The decision



Upper Tribunal
(Immigration and Asylum Chamber) Appeal Number: PA/00807/2015


THE IMMIGRATION ACTS


Heard at Glasgow
Decision & Reasons Promulgated
On 28 October 2016
On 1 November 2016



Before

UPPER TRIBUNAL JUDGE MACLEMAN


Between

ABUBAKER [A]
Appellant
and

THE SECRETARY OF STATE FOR THE HOME DEPARTMENT
Respondent


For the Appellant: Mr A J Bradley, of Peter G Farrell, Solicitors
For the Respondent: Mr M Matthews, Senior Home Office Presenting Officer


DETERMINATION AND REASONS
1. The appellant appeals against a determination by Designated First-tier Tribunal Judge J G Macdonald, promulgated on 5 April 2016, dismissing his appeal against deportation.
2. The appellant's case was that he is gay, and thereby protected from removal to Somalia.
3. The grounds assert that the judge overlooked evidence which was before him.
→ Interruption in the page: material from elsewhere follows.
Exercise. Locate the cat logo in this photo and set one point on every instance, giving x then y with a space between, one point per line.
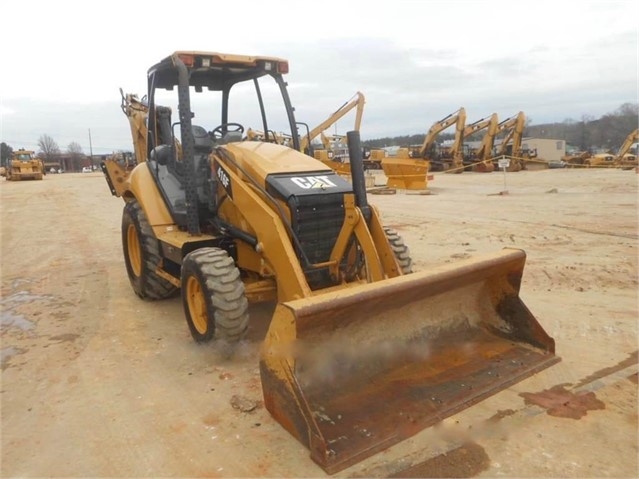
224 178
313 182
The judge implied that the claim to be gay was "cooked up at the last minute for the purposes of the appeal", but did not note that the appellant had been charged with domestic assault and breach of the peace in relation to his partner, who was a man. This person gave evidence of a relationship in the past. This showed that contrary to this state of affairs occurring "at the last minute before a deportation hearing in 2016? some 2 years earlier the Procurator Fiscal viewed the relationship as sufficient in nature to conclude that the appellant and [JD] were partners and the appellant should be charged with domestic abuse."
4. Mr Bradley relied on the grounds, and said that the appellant's argument was based on the one clear issue.
5. Mr Matthews submitted as follows. The complaint was dropped. There was no information as to why the Procurator Fiscal decided not to proceed. The existence and terms of the complaint established very little. This feature of the case showed no error in the judge's carefully nuanced reasoning, leading to the conclusion that even if the appellant had a short homosexual relationship, the evidence did not disclose that he is a gay man.
6. Mr Bradley in response said that while the decision gave apparently sensible reasons, they did not withstand reference to the evidence in the criminal complaint. At paragraphs 56 and 57 the judge upheld the respondent's argument that the claim to be homosexual was a last ditch invention, which if true would have emerged much earlier, particularly as the appellant had numerous earlier opportunities to state it. The significance of the criminal complaint was that the appellant had identified himself as gay in quite another context, over a year before he had the motivation of avoiding deportation, and that undermined the judge's reasoning on a crucial issue.
7. I reserved my decision.
8. I think that the appellant's grounds rather overplay the significance which might reasonably attach to the criminal complaint. It does not imply that the Procurator Fiscal must have reached a view on the appellant's general sexual orientation or on the degree of permanence of any same-sex partnership. The apparent fact of a gay relationship was only an additional item in a charge, and the case did not proceed to court.
9. The grounds suggest that the judge may not have been referred directly to the copy of the criminal complaint at the hearing, which would have alerted him to the fact that the allegation was a domestic assault. (The appellant at the time had the same representatives.)
10. The judge's final conclusion might have been the same, even if he had specifically alluded to this point.
11. Nevertheless, I find substance in the ground that it was an important aspect of the judge's thinking that the claim to be homosexual was only an invention when faced with deportation, and that the existence of the complaint was an indication that the appellant acknowledged a homosexual identity, at least to some extent, well before that incentive existed.
12. The point does not appear to have been put to the judge as clearly as it might have been, but the evidence was there. I am persuaded that the absence of reference to this item is a significant enough omission to require the decision to be set aside.
13. Although the refusal letter held that the appellant would not be at risk, even if he is a gay man, the judge did not deal with the case on that alternative.
14. The decision of the first-tier Tribunal is set aside. None of its findings are to stand. The nature of the case is such that it is appropriate in terms of section 12(2)(b)(i) of the 2007 Act and of Practice Statement 7.2 to remit the case to the first-tier Tribunal for an entirely fresh hearing.
15. The member(s) of the first-tier Tribunal chosen to consider the case are not to include Designated Judge Macdonald.
16. No anonymity direction has been requested or made.